Though not a new chapter, the chapter on e-discovery has been updated and now includes a discussion on Technology Assisted Review (TAR/Predictive Coding). This terminology, a mystery to almost all commercial litigators, is made understandable and its usefulness explained. A recent survey of federal judges and practitioners relating to e-discovery pointed to the concern of the bench regarding a lack of cooperation amongst counsel in this area, while attorneys complained of a lack of competence of fellow practitioners. The study stated that too often if the litigator doesn’t understand something, then he/she thinks it’s not important enough to know. Clearly, today’s commercial litigator must have at least a basic understanding of e-discovery, and this chapter is the perfect place to start.
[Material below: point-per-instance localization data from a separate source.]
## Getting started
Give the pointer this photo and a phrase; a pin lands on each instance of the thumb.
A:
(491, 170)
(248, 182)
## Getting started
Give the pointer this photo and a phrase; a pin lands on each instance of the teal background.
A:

One of the other new sections discusses the impact of social media on almost every area of a commercial case. For those of you who do or don’t believe social media can impact on a commercial matter, this is another, not meaning to be redundant, must-read chapter.
Another new section is that on Energy. Just as we in New York use/consume all types of energy resources, so this chapter seems to cover them all, and the federal and state regulations that govern them.
Areas include hydraulic fracturing (better known as “fracking”) used in the obtaining of natural gas and oil, electric transmission siting (process for licensing electric transmission facility), natural gas and oil siting, rate disputes involving utility companies, nuclear generation concerns and load pocket issues. Though New York now has an outright ban on fracking, lawsuits related to all of the above, including toxic tort claims and nuisance actions, will continue to exist on the court’s docket in the state. All such issues are well covered in the energy chapter.
Immediately following Energy is the chapter on Environmental and Toxic Tort Litigation. This is not a new section but appropriately situated after the Energy section.
This topic is covered from the view of federal and state agencies, then civil litigation involving toxic torts. Toxic torts is a broad umbrella which is carefully reviewed in this treatise, including the controlling law in New York on expert witnesses (the ongoing battle between Frye and Daubert). You may never have an environmental or toxic tort case, but if you have an inquiring mind, just open this chapter and soak up the knowledge.
It should be clear to the reader of this review that I thoroughly enjoy the work of Bob Haig and his 182 authors. My only regret is not having the time to read it chapter by chapter. I highly recommend it.